The renovations of CU’s Fiske Planetarium cut off astronomy students from a valuable learning tool this semester, but the technological updates will bring the planetarium experience into the 21st century for students and community members.
According to Matt Benjamin, the academic services manager at Fiske, the advancements in astronomy required a more dynamic approach to teaching that the current 40-year-old set-up can’t provide.
A worker readjusts electrical cables inside Fiske Planetarium on Wednesday afternoon. The Planetarium is currently closed until Fall 2013. (Haleigh Jacobson/CU Independent)
“Our starball, our star projector, which we affectionately call Fritz, it’s on its last legs,” Benjamin said. “We quickly were able to identify that there were some parts…that if they failed, everything would shut down.”
According to Benjamin, the updates come at a time when the needed technology is at its peak, but is still cost effective. He said that the updates would have cost $10 million for less advanced technology compared to the $2 million renovations taking place today.
“Over the last 10 years, this technology has finally matured to where we at Fiske felt it was a worthwhile investment for the university to make,” Benjamin said. “We felt the time was right to do it now, and the university agreed with us.”
The behemoth star projector, Fritz, will be replaced with a high definition star projector the size of a beach ball. Because of the high resolution of the new projector, visitors will be able to see not only the 6,000 stars seen with the naked eye on the screen, but the 20 million stars across the universe with special binoculars, according to Benjamin.
“It’s like R2D2 on steroids,” Benjamin said.
Due to the finite detail of the new projector, the current projection screen will be torn out. Benjamin said that some of the stars are so small and distant, the light projected would pass through the holes in the screen and not be seen.
The old slide machine will be traded for six new projectors with a resolution of 8000 dpi (dots per inch), compared to the standard HD television 1080 dpi resolution. Each projector requires four computer servers in order to project 8000 dpi. To support the new technology, a new console and projectors will be installed, as well.
Although the advancements will be useful for both astronomy students and the general population, it has been a set back for students currently taking astronomy.

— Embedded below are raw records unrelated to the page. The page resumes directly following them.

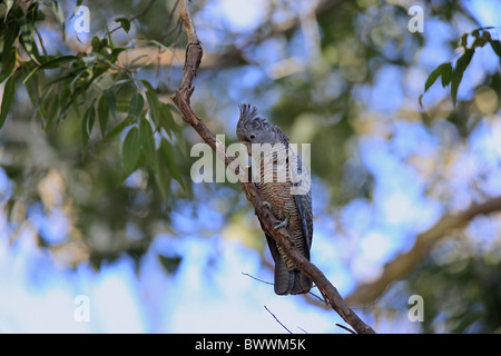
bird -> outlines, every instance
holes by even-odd
[[[282,221],[275,229],[284,227],[299,254],[310,260],[313,237],[312,190],[310,176],[304,175],[306,168],[303,167],[301,157],[292,150],[289,139],[281,128],[261,117],[257,108],[249,103],[239,105],[236,134],[240,145],[253,158],[253,164],[261,162],[261,167],[253,168],[258,172],[257,181],[253,181],[265,200],[264,205],[267,205],[273,215]],[[271,165],[266,165],[266,158],[257,160],[256,156],[263,157],[262,152],[265,157],[268,156]],[[297,194],[291,189],[297,186],[293,179],[297,171],[303,174],[303,178],[307,177],[307,191],[299,190]],[[312,280],[287,258],[283,249],[266,233],[261,219],[259,222],[275,261],[275,294],[308,293],[313,285]]]

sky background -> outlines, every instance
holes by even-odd
[[[266,0],[210,1],[197,13],[196,19],[199,21],[197,30],[204,46],[210,49],[218,40],[213,27],[205,28],[207,19],[222,21],[234,31],[249,31],[261,23],[265,14],[262,10],[264,2]],[[469,3],[484,26],[501,26],[499,1]],[[297,6],[307,4],[302,1]],[[425,19],[424,36],[433,33],[435,40],[426,42],[428,46],[421,49],[420,62],[429,65],[430,69],[451,60],[451,53],[443,47],[443,42],[451,38],[446,32],[440,31],[441,26]],[[461,26],[458,24],[463,31],[471,30],[462,29]],[[71,34],[71,29],[69,27],[68,36]],[[402,28],[401,31],[407,29]],[[301,58],[301,53],[298,56]],[[269,72],[273,72],[275,63],[269,58]],[[479,71],[492,71],[498,66],[499,60],[492,51],[479,51],[465,72],[459,98],[473,95]],[[249,73],[245,78],[246,85],[252,86],[254,75]],[[416,70],[407,76],[404,80],[409,81],[411,93],[404,95],[400,87],[392,85],[402,79],[402,71],[389,66],[376,79],[379,90],[361,90],[360,97],[375,115],[394,113],[407,100],[406,97],[413,97],[414,100],[405,105],[416,107],[426,73]],[[424,105],[446,95],[440,86],[432,87],[425,96]],[[234,135],[237,107],[228,108],[226,113],[230,117],[230,125],[227,132],[222,134]],[[435,130],[439,132],[433,134],[450,134],[445,126],[436,127]],[[449,182],[456,191],[456,208],[466,208],[470,204],[470,191],[464,186],[464,177],[482,170],[490,172],[485,179],[485,189],[492,195],[501,194],[501,180],[495,179],[500,174],[497,167],[501,157],[500,119],[481,122],[470,140],[471,149],[458,152],[460,158],[450,172]],[[421,155],[428,154],[432,159],[440,150],[440,145],[434,135],[413,122],[396,122],[391,145],[377,136],[362,138],[358,159],[376,177],[374,201],[377,204],[366,199],[355,199],[347,204],[340,217],[352,229],[345,231],[345,236],[338,236],[335,244],[332,244],[332,236],[338,234],[335,222],[323,212],[327,205],[323,182],[313,178],[315,226],[312,260],[342,295],[350,294],[357,283],[377,277],[385,261],[412,246],[410,235],[431,227],[443,214],[439,201],[423,198],[425,182],[416,179],[400,160],[402,157],[411,157],[415,150],[420,150]],[[410,181],[413,184],[410,185]],[[207,194],[207,190],[198,189],[197,186],[194,189],[196,195]],[[1,207],[4,207],[11,195],[12,184],[0,168]],[[244,196],[242,200],[245,200]],[[236,234],[232,234],[217,210],[210,209],[210,206],[198,206],[198,216],[193,217],[187,212],[191,208],[186,204],[173,214],[173,230],[184,237],[175,238],[169,233],[159,234],[141,260],[139,274],[128,256],[105,264],[99,273],[95,273],[89,264],[82,264],[75,270],[69,269],[68,266],[58,264],[50,250],[37,246],[37,233],[33,228],[24,225],[20,229],[20,226],[8,221],[4,214],[0,215],[0,332],[286,333],[265,309],[266,306],[293,333],[345,333],[335,326],[335,323],[343,322],[333,310],[326,313],[306,303],[302,296],[276,296],[273,286],[244,275],[273,280],[272,271],[262,265],[258,253],[246,247]],[[51,236],[53,243],[67,235],[69,224],[62,212],[47,216],[41,207],[32,207],[28,217],[29,224],[49,231],[47,236]],[[469,229],[472,235],[482,236],[485,244],[494,238],[490,237],[489,228],[482,221],[473,224]],[[199,236],[199,230],[213,233]],[[20,234],[12,246],[9,244],[11,234]],[[353,244],[354,240],[356,244]],[[353,250],[353,246],[356,246],[356,250]],[[183,256],[176,274],[167,275],[164,271],[158,254]],[[267,258],[272,261],[268,253]],[[217,263],[212,264],[212,260]],[[79,307],[75,301],[81,295],[89,300],[89,322],[77,322],[75,318],[75,310]],[[367,324],[374,322],[370,307],[355,312]],[[377,330],[419,332],[419,325],[406,318],[406,310],[402,310],[401,316],[392,319],[391,325],[377,325]]]

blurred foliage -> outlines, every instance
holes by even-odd
[[[203,63],[193,103],[215,134],[229,135],[226,144],[235,139],[230,123],[237,103],[256,103],[293,141],[314,142],[312,170],[328,200],[320,214],[335,216],[354,199],[374,199],[379,181],[361,159],[358,142],[376,136],[392,145],[395,122],[418,122],[439,141],[441,156],[431,162],[419,155],[395,156],[426,180],[426,195],[451,207],[454,187],[443,184],[450,162],[501,105],[499,67],[480,73],[473,95],[461,95],[473,51],[500,56],[498,29],[482,29],[465,1],[434,0],[425,7],[426,22],[439,21],[453,39],[441,44],[451,58],[443,65],[422,63],[434,33],[406,30],[405,1],[324,0],[299,19],[297,3],[269,0],[261,22],[244,32],[207,19],[210,3],[194,3],[206,56],[216,60]],[[71,32],[78,4],[90,9],[90,36]],[[139,261],[160,233],[183,237],[174,212],[197,221],[209,206],[224,216],[224,236],[244,229],[236,226],[246,224],[249,206],[235,185],[194,186],[189,178],[196,159],[189,150],[199,138],[169,98],[180,67],[160,66],[155,58],[138,66],[143,56],[136,63],[135,58],[118,60],[132,48],[184,49],[176,9],[174,0],[114,0],[106,7],[97,0],[2,0],[0,162],[12,182],[2,197],[12,244],[32,226],[40,245],[68,265],[90,260],[99,268],[122,254]],[[470,31],[460,32],[459,22]],[[453,60],[458,48],[464,52]],[[402,80],[382,86],[382,73],[391,70]],[[420,111],[419,95],[432,91],[439,78],[444,87],[451,85],[451,97],[428,101],[426,92]],[[424,88],[410,85],[419,80]],[[404,99],[393,97],[395,90]],[[375,109],[375,103],[389,107]],[[441,135],[443,125],[451,135]],[[473,177],[472,191],[489,196],[481,182],[482,177]],[[69,228],[51,228],[56,214],[66,216]],[[47,226],[36,224],[36,216]],[[202,224],[194,228],[200,236],[210,234]],[[255,243],[257,225],[245,230],[244,244],[263,250],[264,240]],[[181,256],[158,258],[166,273],[175,273]],[[426,300],[423,332],[499,329],[499,258],[488,264],[469,256],[446,266],[430,259],[409,280],[407,288]],[[450,309],[444,300],[454,300]],[[434,326],[440,318],[446,319],[444,329]]]

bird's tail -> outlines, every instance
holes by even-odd
[[[275,261],[275,293],[303,294],[312,289],[312,280],[297,269],[289,270],[283,258]]]

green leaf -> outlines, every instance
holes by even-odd
[[[433,83],[436,81],[436,79],[440,77],[440,75],[442,75],[444,65],[445,63],[440,65],[430,73],[430,76],[428,76],[428,79],[424,82],[424,92],[426,92],[428,89],[430,89],[430,87],[433,86]]]
[[[94,107],[94,101],[89,106],[84,116],[82,125],[81,125],[81,145],[84,154],[87,150],[87,145],[89,144],[90,134],[92,132],[94,122],[96,121],[96,109]]]
[[[136,168],[141,146],[139,142],[139,130],[132,127],[128,132],[121,145],[121,160],[126,172],[132,172]]]
[[[167,131],[169,137],[171,137],[173,131],[178,131],[179,127],[176,121],[174,121],[173,112],[167,103],[160,102],[160,126]]]
[[[136,92],[130,100],[129,113],[138,117],[145,108],[145,99],[140,92]]]
[[[143,118],[139,122],[139,137],[146,159],[150,164],[154,164],[156,157],[155,136],[151,125],[146,118]]]
[[[35,68],[35,69],[33,69],[33,70],[24,78],[23,82],[26,82],[28,79],[30,79],[30,77],[31,77],[32,75],[35,75],[35,73],[36,73],[38,70],[40,70],[40,69],[55,69],[55,68],[59,68],[60,65],[66,63],[66,62],[69,62],[69,61],[72,61],[72,60],[75,60],[75,59],[79,59],[79,58],[76,57],[76,56],[61,56],[61,57],[57,57],[57,58],[55,58],[55,59],[52,59],[52,60],[49,60],[49,61],[42,63],[41,66],[36,67],[36,68]]]
[[[118,122],[111,130],[108,131],[108,134],[99,142],[99,145],[105,145],[105,144],[111,141],[111,139],[114,139],[116,136],[118,136],[121,131],[124,131],[128,126],[130,126],[132,123],[134,123],[134,120],[130,117],[127,117],[124,121]]]
[[[0,82],[6,80],[10,76],[12,70],[14,69],[14,67],[16,67],[16,52],[17,52],[17,49],[14,47],[11,47],[11,48],[9,48],[7,53],[3,55],[3,56],[6,56],[6,61],[2,65],[2,70],[0,72]]]
[[[7,21],[7,16],[9,14],[10,9],[12,9],[13,3],[14,3],[14,0],[7,0],[6,1],[7,9],[6,9],[6,16],[3,18],[3,22]]]
[[[491,47],[495,55],[501,59],[501,42],[500,40],[491,40]]]
[[[22,47],[31,59],[35,59],[33,56],[33,33],[35,33],[35,23],[29,21],[28,18],[21,19],[21,40]],[[35,59],[36,60],[36,59]]]
[[[16,78],[11,76],[3,88],[2,106],[0,111],[0,128],[6,123],[7,113],[9,112],[13,97],[16,95]]]
[[[428,91],[428,89],[430,89],[431,86],[433,86],[433,83],[436,81],[436,79],[439,79],[439,77],[443,73],[444,70],[448,70],[446,68],[450,67],[451,63],[446,62],[446,63],[442,63],[439,67],[436,67],[431,73],[430,76],[428,76],[426,81],[424,82],[424,91],[423,93],[420,96],[420,106],[423,107],[423,96],[424,93]],[[442,85],[443,85],[443,78],[442,78]]]
[[[158,105],[157,93],[153,90],[146,91],[146,98],[149,103],[149,113],[156,126],[160,126],[160,108]]]
[[[161,140],[159,154],[160,154],[158,157],[159,166],[166,165],[170,174],[173,175],[174,179],[177,180],[177,182],[181,186],[183,190],[186,190],[185,182],[183,181],[183,178],[179,174],[179,168],[174,157],[173,146],[166,139]]]
[[[442,69],[442,87],[445,88],[451,82],[452,63],[446,62],[443,63],[442,66],[444,66]]]
[[[455,62],[455,68],[451,75],[451,98],[452,103],[455,107],[455,102],[458,99],[458,88],[463,79],[463,73],[470,65],[470,61],[473,57],[474,49],[466,49],[466,51]]]
[[[174,256],[174,257],[166,257],[163,255],[157,255],[157,256],[158,256],[158,260],[160,261],[161,266],[169,274],[174,274],[177,270],[177,268],[181,261],[180,256]]]
[[[117,98],[115,96],[115,91],[111,89],[105,89],[105,98],[108,102],[109,110],[111,111],[111,115],[114,118],[117,118]]]
[[[102,95],[98,101],[98,120],[99,120],[99,128],[101,129],[102,136],[105,136],[105,134],[106,134],[108,116],[109,116],[108,101],[106,100],[105,95]]]

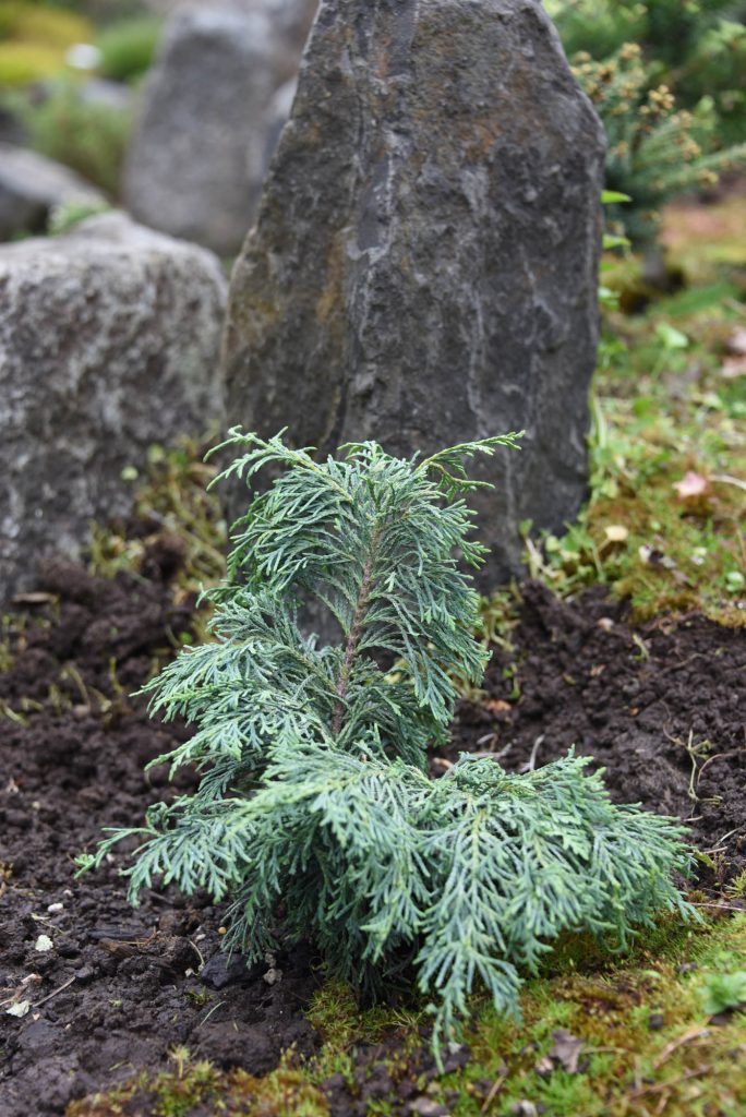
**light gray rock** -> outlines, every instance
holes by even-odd
[[[212,254],[122,213],[0,248],[0,600],[126,513],[150,445],[221,424],[224,297]]]
[[[231,280],[228,422],[319,454],[525,428],[475,499],[482,584],[516,571],[520,522],[586,490],[603,155],[536,0],[322,0]]]
[[[67,166],[34,151],[0,143],[0,240],[40,232],[49,212],[67,202],[104,204],[99,191]]]
[[[179,12],[146,82],[124,199],[145,225],[235,255],[260,190],[275,90],[297,71],[308,0]],[[303,18],[300,18],[303,16]]]

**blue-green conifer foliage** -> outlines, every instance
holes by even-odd
[[[463,754],[428,775],[455,677],[478,684],[488,658],[463,570],[486,553],[469,538],[467,465],[518,438],[412,459],[355,443],[318,462],[281,435],[232,430],[239,457],[221,476],[250,486],[269,467],[275,480],[235,525],[214,641],[146,687],[154,713],[195,727],[154,763],[197,765],[199,789],[80,859],[136,834],[133,903],[156,880],[203,888],[230,901],[226,943],[248,960],[310,938],[369,995],[413,977],[436,1048],[476,987],[516,1012],[520,973],[560,933],[623,945],[659,910],[688,911],[680,828],[613,805],[586,760],[513,775]],[[310,602],[336,618],[337,645],[303,633]]]

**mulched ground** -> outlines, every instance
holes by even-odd
[[[0,675],[0,712],[27,708],[25,724],[0,713],[2,1117],[61,1114],[135,1068],[162,1066],[175,1044],[262,1073],[284,1047],[308,1053],[318,1042],[303,1015],[318,982],[306,951],[228,968],[221,911],[207,901],[169,890],[133,910],[116,866],[75,879],[74,857],[102,827],[136,825],[147,803],[190,786],[189,773],[173,791],[164,770],[143,775],[183,731],[126,697],[191,618],[192,603],[174,605],[164,584],[168,563],[144,569],[150,577],[104,582],[51,564]],[[501,754],[516,770],[575,743],[606,766],[618,801],[691,818],[715,862],[702,882],[720,887],[746,867],[744,632],[700,617],[634,632],[623,605],[600,593],[575,603],[538,585],[523,593],[514,651],[496,650],[486,697],[461,704],[455,744],[433,771],[460,748]],[[41,935],[51,949],[37,948]],[[23,1001],[26,1014],[7,1012]],[[411,1076],[394,1087],[380,1054],[360,1052],[356,1098],[341,1076],[329,1081],[335,1115],[394,1095],[400,1113],[424,1111],[407,1095]]]

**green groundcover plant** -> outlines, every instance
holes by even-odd
[[[249,960],[310,938],[369,995],[413,977],[436,1049],[475,987],[516,1012],[520,971],[560,933],[621,946],[660,909],[689,911],[672,879],[690,865],[680,828],[612,805],[586,760],[513,775],[465,754],[428,775],[455,677],[478,684],[488,658],[459,565],[486,553],[468,537],[463,498],[479,483],[466,465],[517,439],[410,460],[355,443],[319,464],[281,435],[232,430],[224,445],[241,454],[222,476],[250,484],[269,467],[275,480],[235,526],[214,642],[146,687],[154,712],[197,727],[155,763],[195,764],[201,783],[80,859],[90,868],[135,836],[134,903],[156,878],[205,888],[231,901],[226,943]],[[303,633],[314,602],[338,645]]]

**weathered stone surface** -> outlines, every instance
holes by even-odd
[[[0,600],[127,510],[147,446],[221,423],[224,296],[210,252],[121,213],[0,248]]]
[[[297,88],[298,79],[291,77],[276,90],[264,112],[261,128],[257,128],[249,141],[246,153],[247,198],[252,214],[257,212],[267,172],[277,151],[283,128],[289,120]],[[245,231],[248,231],[248,226]]]
[[[63,202],[104,202],[104,197],[67,166],[34,151],[0,143],[0,240],[39,232]]]
[[[272,95],[297,71],[309,15],[310,0],[221,0],[172,18],[125,168],[138,220],[224,256],[239,250],[260,193],[249,152],[264,154]]]
[[[586,486],[603,133],[535,0],[322,0],[231,281],[229,423],[327,452],[525,428],[484,582]],[[237,505],[238,506],[238,505]]]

Nick Schneider, associate professor of astrophysical and planetary sciences, is currently teaching Introductory Astronomy 1. His main method of visualization for students is Skygazer software, but it doesn’t convey the same experience.
“We’ve resorted to using software to show the sky on the flat screen in the classroom,” Schneider said. “It’s a very poor substitute for the immersion that everyone experiences in the planetarium, but it’s mathematically accurate and I’ve been able to demonstrate the same phenomena.”
Despite hindering some students’ experience with astronomy, the renovations haven’t conflicted too much with the astronomy teaching process.
“We always teach the first part [of astronomy class] with a combination of what we see in the sky versus what we see from the outside,” Schneider said. “So we use the globe and the light bulb and the hula hoop [for visualization]. So Fiske was just part of the experience.”
Senior instructor of astrophysics and planetary sciences Seth Hornstein noted that the renovations are positive in the short run because he has had more class time to go deeper into certain subjects.
“This semester I’ve been going into other things into a little more detail than would be covered in Fiske,” Hornstein said. “In one case, the show that I normally do at Fiske is just a modification of a previous lecture that I used to give, so I can go back to that previous lecture.”
Although students don’t have access to Fiske this semester, Hornstein sees that as “the cost of progress.”
“We always have the students in mind when we’re [making renovations],” Hornstein said. “We took into account, when can we do this to have the least impact?”
“We wanted it to be something that students would have access to,” Hornstein said. “We wanted students to realize this is something they’re getting at CU that they might not get anywhere else. We’re going to be on par with professional, public-driven planetaria, so the fact that it’s on a college campus is a great opportunity for students.”
According to Matt Benjamin, Fiske is targeted to reopen in September or Early October.